Using FlashBoss effectively

Controlling your workload

You control your daily workload in three primary ways: your choice of master; pushing past your streak requirement to claim the daily EPIC award (recommended); and, thirdly, a contract — once epic is claimed, you may elect to study an additional day in exchange for a drive token. But be careful when you play with magic.

Your master (daily streak). Your chosen master sets the daily requirement — from 8 to 34 cards a day (the masters are detailed in section 3). Meeting only the minimum always holds your streak and keeps you moving forward, with the option to do more.

Epic. On the first day of a tier — its foundation day — an epic session offers up to three times your daily requirement in new cards. This is the ideal opening: it loads enough vocabulary into rotation for spaced repetition to do its work. The number of cards available rises and falls day to day.

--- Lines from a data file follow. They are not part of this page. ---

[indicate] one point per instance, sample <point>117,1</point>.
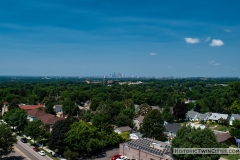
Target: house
<point>145,149</point>
<point>49,120</point>
<point>57,108</point>
<point>197,126</point>
<point>123,129</point>
<point>217,117</point>
<point>171,129</point>
<point>5,107</point>
<point>135,135</point>
<point>34,114</point>
<point>222,136</point>
<point>233,117</point>
<point>192,116</point>
<point>136,108</point>
<point>30,107</point>
<point>137,122</point>
<point>203,117</point>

Grimoire (the contract). A grimoire session pulls the next day forward — tomorrow's reviews and a further allocation of new cards, finished today. It is, literally, tomorrow's work done now, and completing it earns a drive token: a day off, banked for when you need it.

Read aloud

Speak every prompt aloud as it plays. Producing the words does more than drill pronunciation: forming a sentence in your mouth recruits motor and auditory memory alongside the visual, so each card is encoded across several channels at once — a richer, more durable trace than silent reading leaves. Generating the language rather than only recognizing it is itself an act of retrieval, which is what cements a memory; the speaking confidence it builds is a bonus that compounds.

Failed fights

A failed boss fight is a minor setback. The defeat screen will show you the words you answered incorrectly, with the option to press 8 to toggle between your target language and English. A card missed in the hard positions (3–4) is reclassified as your easiest from that point on, so it returns in the opening positions of the next attempt. The cluster cannot be conquered until that card is answered correctly — the word that beat you becomes a gate you have to clear before the fight will end. Clusters can take multiple attempts, but there's always tomorrow.

Expected arc

A consistent learner completes Core in two to six months. FlashBoss creates the illusion of knowing more than you do, because it keeps you in a bubble of language you know, expanding out in a controlled way. There will be big gaps in your comprehension, but if you keep going, those gaps will close. And in the meantime, you understand more every day. We wish you well on your language journey — Masters Odiin and Claude.

References

  1. Krashen, S. D. (1982). Principles and Practice in Second Language Acquisition. Pergamon. (Input hypothesis; affective filter.)
  2. Roediger, H. L., & Karpicke, J. D. (2006). Test-enhanced learning: taking memory tests improves long-term retention. Psychological Science, 17(3), 249–255.
  3. Ebbinghaus, H. (1885). Über das Gedächtnis. Duncker & Humblot. (Forgetting curve, precursor to spaced repetition; cf. Leitner, 1972.)
  4. Bjork, R. A. (1994). Memory and metamemory considerations in the training of human beings. In Metacognition: Knowing about Knowing. MIT Press. (Desirable difficulty.)